Возмущения Дороты кощунственными словами никто не услышал — все, даже пан Белорецкий, бросились рассматривать и щупать дракона. Пристальный взгляд обнаруживал, что чучело очень старое, местами чешуя осыпалась...
— Бедненький... — Зося погладила свислочского дракона по черной спине. На миг показалось, что он заурчит и завиляет хвостом — Ной и Влад, например, судя по их взглядам, поступали бы именно так.
— А мне бабушка рассказывала, что на Высокой горе, там, где сейчас Юбилейный рынок, жил дракон самых что ни на есть европейских размеров, — сообщил Ной. — И питался, как положено — красивыми девушками. Пока не наткнулся на ту, у которой имелся боевитый жених. Вонзил меч в драконово черное сердце... Но и сам был смертельно ранен. Так их и опустили в Свислочь — и дракона, и рыцаря в хрустальном гробу. Мы в детстве всматривались в то место, и, кажется, видели — на дне, из тины показываются змеевы ребра...
— Вечно цмок во всем виноват... — проворчал Белорецкий. — Лишь однажды я слышал более справедливую трактовку, лирник пел на Нижнем рынке: "Откуда ни возьмись, взялся тот святой Юрий и убил невинного цмока"...
— А что случилось с невестой рыцаря? — спросила Дорота. Ной пожал плечами.
— Об этом история молчит. Или так и осталась невестой, или вышла замуж за другого... Какие еще варианты?
— Я знаю историю про одну невесту... Только не слишком веселую, — сказала Зося.
— Ну вот и расскажи! — обрадовался Влад. — А то все уже что-то рассказали, а вы, барышня, только с драконом возитесь.
Зося раздраженно фыркнула, но рассказ начала.

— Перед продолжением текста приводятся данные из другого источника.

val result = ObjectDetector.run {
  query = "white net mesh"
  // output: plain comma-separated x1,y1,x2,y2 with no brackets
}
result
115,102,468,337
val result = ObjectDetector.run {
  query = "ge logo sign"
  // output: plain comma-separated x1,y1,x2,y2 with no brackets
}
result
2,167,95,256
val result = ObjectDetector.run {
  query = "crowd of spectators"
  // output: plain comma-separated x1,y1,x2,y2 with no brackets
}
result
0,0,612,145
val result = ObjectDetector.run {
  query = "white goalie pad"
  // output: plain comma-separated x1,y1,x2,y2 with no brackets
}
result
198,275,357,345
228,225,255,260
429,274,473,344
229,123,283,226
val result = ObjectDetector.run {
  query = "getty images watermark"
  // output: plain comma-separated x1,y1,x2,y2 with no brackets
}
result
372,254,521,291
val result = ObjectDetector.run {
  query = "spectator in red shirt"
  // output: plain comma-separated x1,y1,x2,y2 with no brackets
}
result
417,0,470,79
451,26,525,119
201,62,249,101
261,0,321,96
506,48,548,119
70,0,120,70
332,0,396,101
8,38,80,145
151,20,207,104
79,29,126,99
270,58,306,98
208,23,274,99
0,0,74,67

Однажды к матери пришла заказчица. Случилось это темным осенним вечером, когда голые ветви деревьев отчаянно тянутся к окнам, и последние мокрые листья, сорванные ветром, стучатся в стекло, словно самоубийцы. Заказчица была сухопарой и строгой немкой неопределенного возраста, в плоской шляпе с крохотной вуалью, неожиданно задиристо откинутой набок — видимо, ветер постарался. Немка осмотрела нашу квартиру, которая служила одновременно и мастерской, но невозможно было ничего прочитать на ее немного мужеподобном лице: презирала она нашу бедность, или ничего особенного в вынужденной скромности квартиры не видела?

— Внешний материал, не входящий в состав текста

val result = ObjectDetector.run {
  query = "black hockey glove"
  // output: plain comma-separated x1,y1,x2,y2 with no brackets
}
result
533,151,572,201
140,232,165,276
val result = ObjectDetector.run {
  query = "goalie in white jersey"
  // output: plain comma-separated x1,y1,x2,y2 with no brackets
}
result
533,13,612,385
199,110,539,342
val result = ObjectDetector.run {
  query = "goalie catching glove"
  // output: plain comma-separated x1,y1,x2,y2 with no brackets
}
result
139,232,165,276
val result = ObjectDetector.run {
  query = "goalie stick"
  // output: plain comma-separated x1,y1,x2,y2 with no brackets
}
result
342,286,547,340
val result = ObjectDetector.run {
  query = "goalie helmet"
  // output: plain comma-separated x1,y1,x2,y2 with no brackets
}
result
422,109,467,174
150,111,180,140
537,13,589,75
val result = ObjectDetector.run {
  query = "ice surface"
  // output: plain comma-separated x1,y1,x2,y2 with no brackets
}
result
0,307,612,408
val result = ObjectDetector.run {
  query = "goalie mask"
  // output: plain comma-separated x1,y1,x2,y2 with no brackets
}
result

Заказ был неожиданный: свадебное платье! Нет, не для нее самой — посетительница даже скривила губы в иронической улыбке, — а для дочери ее хозяев, шестнадцатилетней девушки. Вот и мерки все уже сняты — на листок записаны...
Мама моя растерялась — до сих пор ей не приходилось шить свадебные платья. Множество швей, однако, именно этим и занимаются... Тем более за деньги, которые гостья предложила, можно было заказать костюм в самом шикарном ателье на Губернаторской!
— Понимаете, фрау, мы не хотели бы обращаться в известное ателье! – с некоторой неловкостью в голосе ответила немка. — Нам нужно, чтобы наряд был сшит за двое суток, фасон, украшения — все на ваше усмотрение. И... чтобы об этом вы особенно никому не рассказывали.
Аванс был буквально всунут в мамины руки...
— А где состоится венчание? — успела только спросить мама. Немка немного промедлила с ответом:
— В костеле на Золотой Горке, фрау. Я приду за заказом в субботу утром.
Надо ли говорить, что мать отнеслась к заказу с некоторой опаской, и считала, что ввязалась в какой-то грех, а я — наоборот — с восторгом. Конечно, я все вообразила до мелочей. Верная служанка заказала свадебное платье для своей молодой хозяйки, которая решилась на запрещенный родителями брак... Это будет тайное венчание. Жених, конечно, неимущий. Но ужасно красивый, талантливый и смелый. И сама барышня не менее красивая и смелая... Как мне хотелось, чтобы платье получилось как можно лучше! Но мать и так хлопотала по полной — она была действительно прекрасной швеей... Если бы меньше старалась угодить заказчикам — так, может, не заработала бы после чахотку. Беленький шелк с изысканным узором из лилий, кружева, розочки из атласа... А мне все казалось, что вот, если бы еще пару дней — какую красоту можно было бы создать! Я обметывала швы всю ночь — я же лет с пяти, как только научилась держать в руках иглу, помогала матери, поэтому сейчас ненавижу всякое шитье и вышивание. Привносила в фасон свои фантазии — где добавлю бусинок, где присоберу кружева, так, как видела в магазине на Ратушной площади... В конце, когда уже все было готово, я подошла к белой призрачной фигуре — в свете свечи казалось, что платье на кого-то одето, и белая фигура вот-вот сдвинется с места... Я еще раз во всех подробностях представила, как завтра наденет этот наряд, скрываясь от мира, красивая бледная девушка, выйдет из черного хода к экипажу, где уже ждет жених — может быть, гусар, потомок обедневшего рода, может, молодой поэт... В храме — никого, кроме свидетелей, никакой пышной свадьбы... И мне захотелось еще чем-нибудь добавить блеска тайному венчанию. Я сняла со шкафа мамину шкатулку для всяческих блестящих мелочей, настоящую сокровищницу Алладина, с брошками, цветами, бархотками, достала лилию из искусственных жемчужин — в детстве я любила ею играться, и пристегнула ее на корсет платья, там, где сердце.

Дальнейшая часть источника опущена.